Some colleagues have voiced the objection that they already know how to use Constant Contact and they find MailChimp less intuitive. We will also have to migrate our existing data and clean it. I believe, however, that these barriers can easily be overcome with employee training and good data migration practices.
I am happy to show you a demo of MailChimp this week if you are free.
If Hannah wanted to turn this email into a report, she would likely find that the major elements are there. She’s done some research, she has used that research to come up with a solution, and she’s anticipated some potential risks or downsides to her plan. As you read about the parts of the report, think about how Hannah might turn her email into a recommendation report.
A summary report is used to give management information. For example, if you work in the marketing department, your boss might ask you to find out about your competitors’ online activities so that your company can effectively compete with them. To do this, you would research your competitors’ websites, social media profiles, digital advertising campaigns, and so on. You would then distill what you find down to the key points so that your boss can get the essential information in a short time, and then decide how to act on it. Unlike the recommendation report, the summary report focuses on the facts, leaving it to management to decide on a course of action.

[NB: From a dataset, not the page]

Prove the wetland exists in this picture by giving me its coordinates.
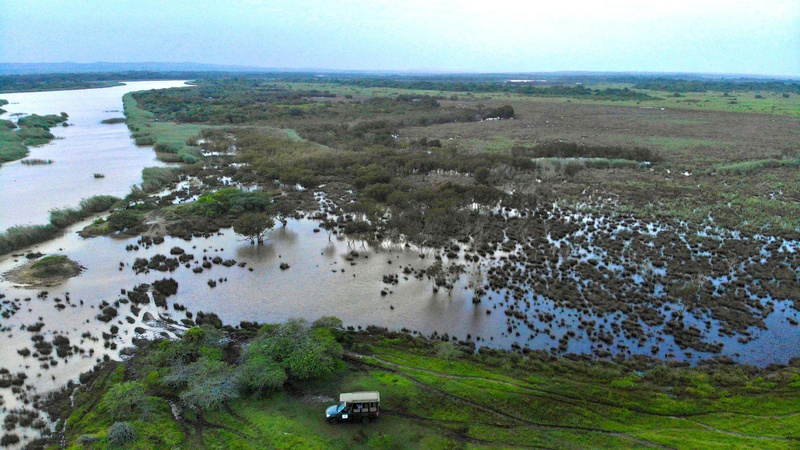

In general, the main persuasive point that you are making in summary reports is that you have done enough research and have used appropriate sources, and that you have organized this information in a logical and useful manner. Because summary reports give a general overview, it’s important to think about how your reader can skim through the document. Remember: your goal is to save your audience time, so part of the challenge of the report is determining what information your audience needs, and what is irrelevant. You will also have to condense material.